The buck flicks his tail and takes two steps. Here we go. He’s perfectly quartering away. Clench that release and bring the bowstring back. When that cam turns over, it’s downhill from there.
The draw’s back wall is rock solid. It’s time to bare down and relax your grip hand. Wiggle those grip fingers just a tad. You don’t want to torque the shot.
One-one-thousand. Lock that top pin on the crease of his shoulder.
Two-one-thousand. Hold it still.
Three-one-thousand. Exhale.
WHAP! The buck kicks then sprints wildly. He stops after about 50 yards and tumbles to the ground. All is again silent. Unleash those endorphins and feel the rush.
How many times have you played out this scene in real life? Dozens? A few? Once? Never, but have dreamed about the day when it finally happens? If you’ve answered yes to any of those, you should start by thanking the Missouri man who invented the compound bow 52 summers ago.
The Man Who Invented the Compound Bow
His name was Holless Wilbur Allen and, like most geniuses, he loved to tinker. Legend has at it that he once ripped apart his sister’s new and very expensive 35 mm German-made reflex camera just so he could try to put it back together. He succeeded.
Another story tells of how Allen, while traveling, heard the fish were biting in a nearby river. After rounding up a bare pole and some fishing line, he made an impromptu reel out of a hand-crank kitchen mixer and proceeded to catch his limit of white bass that afternoon.
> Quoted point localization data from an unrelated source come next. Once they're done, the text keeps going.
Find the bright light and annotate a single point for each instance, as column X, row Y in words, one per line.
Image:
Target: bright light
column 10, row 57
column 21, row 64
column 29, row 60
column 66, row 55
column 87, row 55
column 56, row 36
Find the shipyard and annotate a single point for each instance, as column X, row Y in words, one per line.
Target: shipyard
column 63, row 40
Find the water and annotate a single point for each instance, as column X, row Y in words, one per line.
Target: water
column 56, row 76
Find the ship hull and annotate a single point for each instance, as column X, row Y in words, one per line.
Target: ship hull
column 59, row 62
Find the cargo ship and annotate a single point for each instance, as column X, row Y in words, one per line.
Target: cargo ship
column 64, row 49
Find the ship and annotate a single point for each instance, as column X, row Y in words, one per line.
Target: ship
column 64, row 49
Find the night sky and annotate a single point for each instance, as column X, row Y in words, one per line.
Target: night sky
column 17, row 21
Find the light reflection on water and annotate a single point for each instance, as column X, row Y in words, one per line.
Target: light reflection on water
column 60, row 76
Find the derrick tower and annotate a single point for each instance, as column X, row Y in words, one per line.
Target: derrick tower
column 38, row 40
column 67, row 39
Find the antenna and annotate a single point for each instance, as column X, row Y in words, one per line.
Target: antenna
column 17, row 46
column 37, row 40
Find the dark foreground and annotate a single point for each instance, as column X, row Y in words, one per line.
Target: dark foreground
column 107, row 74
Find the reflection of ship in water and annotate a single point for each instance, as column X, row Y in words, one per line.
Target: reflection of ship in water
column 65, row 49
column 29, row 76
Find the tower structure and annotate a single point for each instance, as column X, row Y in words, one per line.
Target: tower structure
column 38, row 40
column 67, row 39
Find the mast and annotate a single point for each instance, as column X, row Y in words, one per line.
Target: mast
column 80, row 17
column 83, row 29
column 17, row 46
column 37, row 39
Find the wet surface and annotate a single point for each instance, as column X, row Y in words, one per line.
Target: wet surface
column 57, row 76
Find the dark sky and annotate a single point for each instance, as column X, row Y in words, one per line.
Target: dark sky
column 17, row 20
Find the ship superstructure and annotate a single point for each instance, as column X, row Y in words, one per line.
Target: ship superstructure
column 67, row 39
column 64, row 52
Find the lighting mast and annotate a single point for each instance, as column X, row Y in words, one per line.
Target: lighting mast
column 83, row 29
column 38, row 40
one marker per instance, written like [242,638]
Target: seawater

It was that kind of ingenuity that prodded Allen to search for a better way to send arrows downrange. He was already an avid archer and whitetail bowhunter, but in the early 1960s that meant hunting with an old-fashioned recurve (or “bent stick” as they used to say). After reading up on kinetic energy in his son’s high school physics book, Allen got the idea to mount a small standard pulley to the notched ends of a homemade bow from which he cut off the recurved ends. The result was a bow that shot arrows faster than the traditional recurve and provided more kinetic energy. After a few modifications, he learned that oblong wheels (cams) were not only more efficient, they reduced the draw weight by a whopping 15 percent.
The Very First Compound Bow
It all seems so simple, but average archers back then must have viewed it as beyond radical. Allen filed for a patent on June 23, 1966. It wasn’t granted until three years later but by then the archery and bowhunting worlds were on notice. By the mid-1970s, there were more than 50 compound bow manufacturers, and by the late 1970s, more than two-thirds of all new bows sold in America were these new-fangled “compounds.” Allen had a lot of help along the way, including an important partnership with archery great Tom Jennings, who tweaked Allen’s design and added the idea of laminated limbs. Both men are members of the Archery Hall of Fame.
But any conversation of the idea for the compound bow as we know it today should begin with the name H.W. Allen. He never got rich off of it, and, in fact, died before many of his lawsuits against others were resolved.
There are many things that should make us bowhunters pause and be thankful every time we walk up on a fallen deer. Faith, family and creation are surely at the top of the list. Good health and great sustenance surely follow. However, somewhere in the credits we should also be fully aware of those who have gone before us and helped smooth the figurative trails.